Otis Goodman was the angler. On his 50th birthday, he was pounding the banks of the farm pond from a 10-foot plastic boat with a trolling motor. He was casting to a shallow patch of lily pads with a pink Wave Worm, rigged wacky-style, with a weedless hook.
“I wasn’t using a weight,” Otis said. “That Wave Worm, it’s made to sink slow.”
Otis set the hook on the take, but for several seconds he had no idea what he had tied into with his Zebco Rhino and 10-lb. test.
“When he hit, he ran toward me, and I had to take up line real quick,” he said. “I didn’t feel him until he started running the other way. I knew it was a good one, but I didn’t have any idea it was of that magnitude.
“When he came up and shook his head, I couldn’t believe what I saw.”

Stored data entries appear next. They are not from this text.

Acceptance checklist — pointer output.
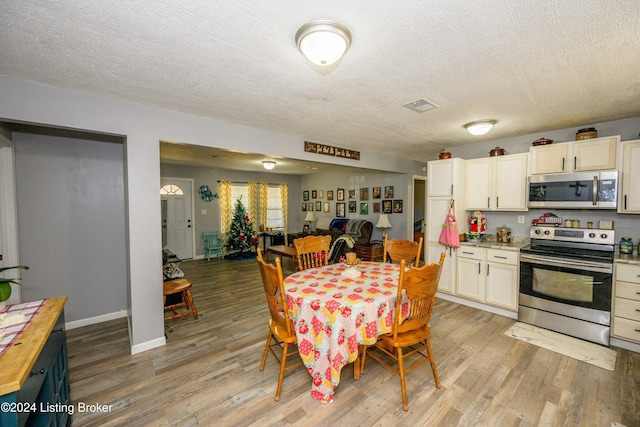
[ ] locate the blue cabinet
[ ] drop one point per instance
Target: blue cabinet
(44, 398)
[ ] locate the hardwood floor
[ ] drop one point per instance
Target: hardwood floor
(208, 374)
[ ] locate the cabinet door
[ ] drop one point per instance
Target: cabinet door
(470, 281)
(478, 184)
(550, 158)
(502, 285)
(595, 154)
(630, 200)
(510, 182)
(447, 277)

Otis has been fishing strictly for bass since he was about 16 years old. He said he’s caught three 10-pounders and more 6-, 7- and 8-lb. fish than he cares to count.
“All I do is fish for bass, because I like the way they taste,” he said. “I don’t mess around with bream or anything, because they’ve got all those bones in ’em. I can cut up a bass so there’s no bones in it, just meat.”

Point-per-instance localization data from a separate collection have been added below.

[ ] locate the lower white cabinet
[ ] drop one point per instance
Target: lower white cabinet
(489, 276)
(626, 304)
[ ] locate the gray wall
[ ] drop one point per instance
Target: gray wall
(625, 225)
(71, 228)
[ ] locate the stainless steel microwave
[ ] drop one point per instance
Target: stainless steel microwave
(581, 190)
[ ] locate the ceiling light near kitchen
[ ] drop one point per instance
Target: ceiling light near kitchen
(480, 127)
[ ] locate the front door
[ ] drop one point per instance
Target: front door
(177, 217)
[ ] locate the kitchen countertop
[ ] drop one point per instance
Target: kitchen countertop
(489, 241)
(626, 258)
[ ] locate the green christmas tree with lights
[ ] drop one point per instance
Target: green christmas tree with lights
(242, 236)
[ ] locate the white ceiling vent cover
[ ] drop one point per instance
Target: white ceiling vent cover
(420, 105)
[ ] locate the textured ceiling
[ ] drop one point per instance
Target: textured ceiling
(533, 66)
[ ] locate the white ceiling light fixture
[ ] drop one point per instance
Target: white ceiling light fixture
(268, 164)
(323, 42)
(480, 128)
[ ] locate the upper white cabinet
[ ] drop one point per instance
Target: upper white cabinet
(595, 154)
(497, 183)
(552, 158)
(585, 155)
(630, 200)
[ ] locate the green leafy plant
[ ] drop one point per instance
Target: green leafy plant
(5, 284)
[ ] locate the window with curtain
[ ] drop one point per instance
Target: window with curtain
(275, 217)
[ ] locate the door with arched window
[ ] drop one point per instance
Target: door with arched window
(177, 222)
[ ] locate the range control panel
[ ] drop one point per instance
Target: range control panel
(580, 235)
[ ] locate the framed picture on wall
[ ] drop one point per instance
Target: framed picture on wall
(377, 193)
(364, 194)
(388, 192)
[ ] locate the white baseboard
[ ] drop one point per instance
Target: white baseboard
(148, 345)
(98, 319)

Needless to say, Otis knew he had an exceptional fish. The first thing he did was call his wife and tell her to go get a cheap camera so he could get some snapshots. Then he took the fish to Elmo’s Bait & Tackle in Douglas to have it weighed.

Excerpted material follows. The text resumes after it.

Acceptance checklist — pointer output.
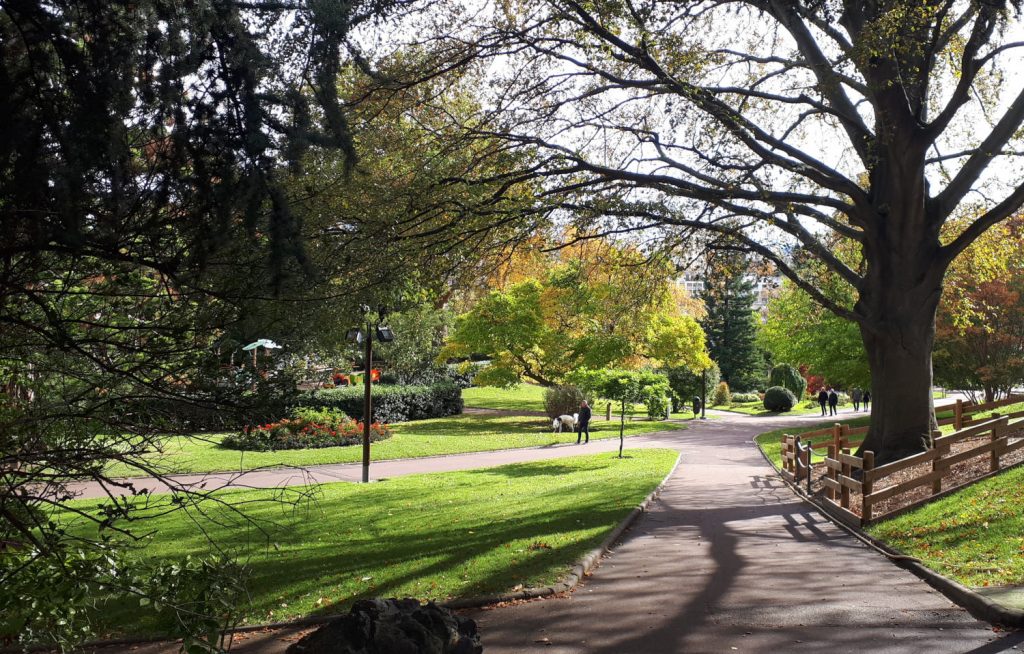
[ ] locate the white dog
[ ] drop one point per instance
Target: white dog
(564, 423)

“When I saw what it said on those scales, my eyes about popped out of my head,” he said. “We weighed it three times, and it came up 18-pounds, 8-ounces three times, so that’s what I’m going with.”
Then Otis went straight to the Douglas Enterprise, where he had his photograph taken for the local newspaper. After that, it was a quick trip home to clean the fish for the fryer.
“I already ate a chunk of him, and he tasted just as good as a little bass,” Otis said. “I’ve still got enough of him left for a few fillets.”
The caption with the photograph that ran in the Douglas newspaper indicates the fish was caught out of the Satilla River. Otis said he told the newspaper staff it came from the Satilla because he didn’t want to spill the beans on his fishing hole. GON spoke with the owner of the pond who knew Otis had been fishing there. The owner also said the pond is not managed for large bass, but that it has produced several fish heavier than 10 pounds.
When asked why he didn’t have such a huge bass documented, Otis said he didn’t think it was worth anything more than bragging rights unless it was actually the coveted world record.
“If I had had any idea it was such a big deal, I would have gotten everything legal,” he said. “But I didn’t think it was anything if it wasn’t a world record.”
Well, without a witnessed and certified weight, the fish really can’t be documented as anything more than a huge fish for bragging rights. And there is no proof — other than a photo — to silence the skeptics. Doubtless some will have a field day downplaying Otis’ fish, but this is a fish story some might just want to believe.
And, even if his name won’t make the record books, at least Otis and his family got a few good meals out of what could have been the biggest Georgia bass caught in more than three-quarters of a century.